There was something subdued in Jonathan Kail’s tone which had not been there in the day, and lines of concern were ploughed upon his forehead in addition to the lines of years. He continued—

“We’ve all been gallied at the dairy at what might ha’ been a most terrible affliction since you and your Mis’ess—so to name her now—left us this a’ternoon. Perhaps you ha’nt forgot the cock’s afternoon crow?”

“Dear me;—what—”

“Well, some says it do mane one thing, and some another; but what’s happened is that poor little Retty Priddle hev tried to drown herself.”

“No! Really! Why, she bade us goodbye with the rest—”

“Yes. Well, sir, when you and your Mis’ess—so to name what she lawful is—when you two drove away, as I say, Retty and Marian put on their bonnets and went out; and as there is not much doing now, being New Year’s Eve, and folks mops and brooms from what’s inside ’em, nobody took much notice. They went on to Lew-Everard, where they had summut to drink, and then on they vamped to Dree-armed Cross, and there they seemed to have parted, Retty striking across the water-meads as if for home, and Marian going on to the next village, where there’s another public-house. Nothing more was zeed or heard o’ Retty till the waterman, on his way home, noticed something by the Great Pool; ’twas her bonnet and shawl packed up. In the water he found her. He and another man brought her home, thinking ’a was dead; but she fetched round by degrees.”

Angel, suddenly recollecting that Tess was overhearing this gloomy tale, went to shut the door between the passage and the ante-room to the inner parlour where she was; but his wife, flinging a shawl round her, had come to the outer room and was listening to the man’s narrative, her eyes resting absently on the luggage and the drops of rain glistening upon it.

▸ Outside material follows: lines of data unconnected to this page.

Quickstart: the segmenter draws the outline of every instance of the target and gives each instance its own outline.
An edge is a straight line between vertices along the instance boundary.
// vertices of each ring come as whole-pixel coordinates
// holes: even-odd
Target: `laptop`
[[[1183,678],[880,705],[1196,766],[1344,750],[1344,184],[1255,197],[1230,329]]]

“And, more than this, there’s Marian; she’s been found dead drunk by the withy-bed—a girl who hev never been known to touch anything before except shilling ale; though, to be sure, ’a was always a good trencher-woman, as her face showed. It seems as if the maids had all gone out o’ their minds!”

“And Izz?” asked Tess.

“Izz is about house as usual; but ’a do say ’a can guess how it happened; and she seems to be very low in mind about it, poor maid, as well she mid be. And so you see, sir, as all this happened just when we was packing your few traps and your Mis’ess’s night-rail and dressing things into the cart, why, it belated me.”